Add the timer. Give yourself 90 seconds, then 60. You will feel pressure; that is the point. Under pressure, you speak as you were trained.
Add reality. Exchange one recording with one person; give each other feedback. This trains the feedback loop, not just your monologue.
8. The failure modes I still catch in myself
I am not writing this from a pedestal; I still catch myself drilling. The common failure modes are predictable, and so are the interventions. If you over-talk, ask a question every 60–90 seconds. If you do fake dialogue, reflect what you heard before adding your view. If you over-index on empathy and lose stance, state the decision and the why, then invite critique. If cameras are off and you lose signal, make check-ins explicit, summarize, and ask for confirmation.
👉 Make it visible to yourself, so you can become aware of your mistakes and shortcomings. Only by doing that do you get the chance to accept who and how you are. Then dare to make a change. It’s the same practise like champions train for their competitions.
9. The stoic standard
it is being calm so you can be precise.
Stoic Tech Leadership is not being calm for aesthetics; it is being calm so you can be precise. Your job is to create shared meaning that enables motion.
That requires story, voice, empathy, and discipline.
Stop drilling; start leading. Here is the simplest test.

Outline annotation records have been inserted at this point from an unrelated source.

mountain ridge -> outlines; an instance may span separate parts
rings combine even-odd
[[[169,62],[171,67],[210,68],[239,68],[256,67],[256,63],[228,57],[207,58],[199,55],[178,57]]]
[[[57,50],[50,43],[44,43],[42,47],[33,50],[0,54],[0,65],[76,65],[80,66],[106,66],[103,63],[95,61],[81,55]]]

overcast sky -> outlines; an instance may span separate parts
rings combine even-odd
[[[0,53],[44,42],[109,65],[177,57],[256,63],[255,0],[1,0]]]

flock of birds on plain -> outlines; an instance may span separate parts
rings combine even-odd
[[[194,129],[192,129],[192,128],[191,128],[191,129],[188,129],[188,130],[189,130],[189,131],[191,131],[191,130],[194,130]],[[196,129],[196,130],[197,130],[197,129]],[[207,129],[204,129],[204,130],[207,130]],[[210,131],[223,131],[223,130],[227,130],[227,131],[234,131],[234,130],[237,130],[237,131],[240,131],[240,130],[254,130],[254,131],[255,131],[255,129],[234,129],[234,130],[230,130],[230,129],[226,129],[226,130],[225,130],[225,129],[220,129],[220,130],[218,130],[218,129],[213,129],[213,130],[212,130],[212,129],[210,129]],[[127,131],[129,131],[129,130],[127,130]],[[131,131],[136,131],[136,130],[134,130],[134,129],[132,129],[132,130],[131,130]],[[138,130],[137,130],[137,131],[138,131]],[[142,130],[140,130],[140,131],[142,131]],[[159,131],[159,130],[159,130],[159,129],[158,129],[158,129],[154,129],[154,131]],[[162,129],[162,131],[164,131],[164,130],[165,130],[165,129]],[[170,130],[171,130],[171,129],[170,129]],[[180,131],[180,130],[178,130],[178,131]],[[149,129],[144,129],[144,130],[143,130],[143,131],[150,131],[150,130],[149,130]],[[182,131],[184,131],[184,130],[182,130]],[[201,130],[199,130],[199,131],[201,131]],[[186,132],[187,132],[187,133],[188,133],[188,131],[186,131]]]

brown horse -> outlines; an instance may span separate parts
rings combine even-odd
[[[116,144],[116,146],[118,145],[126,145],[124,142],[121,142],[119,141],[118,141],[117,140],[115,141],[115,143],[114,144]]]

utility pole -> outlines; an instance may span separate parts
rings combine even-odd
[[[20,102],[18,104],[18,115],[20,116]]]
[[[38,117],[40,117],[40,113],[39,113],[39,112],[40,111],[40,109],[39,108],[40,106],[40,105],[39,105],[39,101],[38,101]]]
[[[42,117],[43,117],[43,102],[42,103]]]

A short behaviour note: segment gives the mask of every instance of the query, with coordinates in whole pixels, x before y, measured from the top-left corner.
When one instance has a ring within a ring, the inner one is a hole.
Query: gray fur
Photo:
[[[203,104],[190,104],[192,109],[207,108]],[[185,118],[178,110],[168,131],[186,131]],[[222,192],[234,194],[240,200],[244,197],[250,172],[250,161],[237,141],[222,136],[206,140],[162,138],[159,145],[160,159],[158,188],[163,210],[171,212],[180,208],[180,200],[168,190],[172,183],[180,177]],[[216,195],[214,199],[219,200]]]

After you speak, can the other person respond in a way that changes the shared map? If yes, you communicated. If not, you delivered a monologue.
—Adrian
https://en.wikisource.org/wiki/Page%3ADiscourses_of_Epictetus_volume_2_Oldfather_1928.djvu/527






In most industries, majority of meetings are absolutely useless. A way for people to massage their egos, tick the box to say 'we discussed this' like an audit trail etc. This post is spot on. Communication requires an uplift, we need to get better at bringing people together, listening to each other actively vs just as show.
Love the system you have designed! Think it needs to be viral!